The International Discovery Fund returned 3.18% in the quarter compared with 4.09% for the S&P Global ex-U.S. Small Cap Index and 2.52% for the Lipper International Small/Mid-Cap Growth Funds Average. For the 12 months ended June 30, 2014, the fund returned 24.73% versus 27.02% for the S&P Global ex-U.S. Small Cap Index and 24.60% for the Lipper International Small/Mid-Cap Growth Funds Average. The fund's average annual total returns were 24.73%, 16.20%, and 11.18% for the 1-, 5-, and 10-year periods, respectively, as of June 30, 2014. The fund's expense ratio was 1.23% as of its fiscal year ended October 31, 2013.
For up-to-date standardized total returns, including the most recent month-end performance, please click on the Performance tab, above.
Current performance may be lower or higher than the quoted past performance, which cannot guarantee future results.
Share price, principal value, and return will vary and you may have a gain or loss when you sell your shares.
The International Discovery Fund charges a 2%
redemption fee on shares held 90 days or less.
The performance information shown does not reflect the deduction of the redemption fee;
if it did, the performance would be lower.
The portfolio's largest sector overweights (and two of its largest absolute allocations) were to consumer discretionary and information technology. In consumer discretionary, we favor media stocks amid further signs of economic improvement in Europe in particular. Within information technology, we continue to like software, Internet, and IT services companies with innovative and durable business models supported by steady bases of recurring revenues or driven by structural trends. The portfolio has a large allocation, approximately 20% of the portfolio, to Japan, where we believe that the market is underestimating Prime Minister Shinzo Abe's ability to improve the Japanese economy's frailties and change the entrenched deflationary mindset.

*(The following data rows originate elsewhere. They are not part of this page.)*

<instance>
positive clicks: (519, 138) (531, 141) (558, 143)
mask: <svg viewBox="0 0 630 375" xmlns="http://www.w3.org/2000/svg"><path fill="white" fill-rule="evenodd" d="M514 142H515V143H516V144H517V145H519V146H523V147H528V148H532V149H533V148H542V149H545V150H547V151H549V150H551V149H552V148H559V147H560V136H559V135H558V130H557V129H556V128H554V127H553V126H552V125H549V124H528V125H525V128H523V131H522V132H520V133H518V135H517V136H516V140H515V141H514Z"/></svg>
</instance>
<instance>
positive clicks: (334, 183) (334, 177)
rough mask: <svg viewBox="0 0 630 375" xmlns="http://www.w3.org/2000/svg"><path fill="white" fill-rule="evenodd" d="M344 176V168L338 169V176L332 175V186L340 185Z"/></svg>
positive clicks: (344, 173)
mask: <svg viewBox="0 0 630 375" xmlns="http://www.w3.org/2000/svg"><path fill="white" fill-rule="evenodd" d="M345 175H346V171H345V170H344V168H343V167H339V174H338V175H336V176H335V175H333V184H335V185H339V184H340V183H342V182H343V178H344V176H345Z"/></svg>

Valuations in sections of the international small-cap market appear stretched, although they remain within their normal historical average ranges in aggregate. As a result, we believe that stock selection will be essential for outperformance, and we continue to be mindful of risk. The macroeconomic picture in Europe is slowly improving, investor sentiment is generally optimistic, and many European countries should benefit from reducing costs and improving their market positions. While we remain optimistic about Japan's intermediate-term prospects, we'd become even more positive if policymakers implement structural reforms to labor markets and regulatory regimes. We believe that the outlook for emerging markets is still attractive for long-term investors who are trading at a discount to developed markets and their economic growth should generally outpace most developed markets.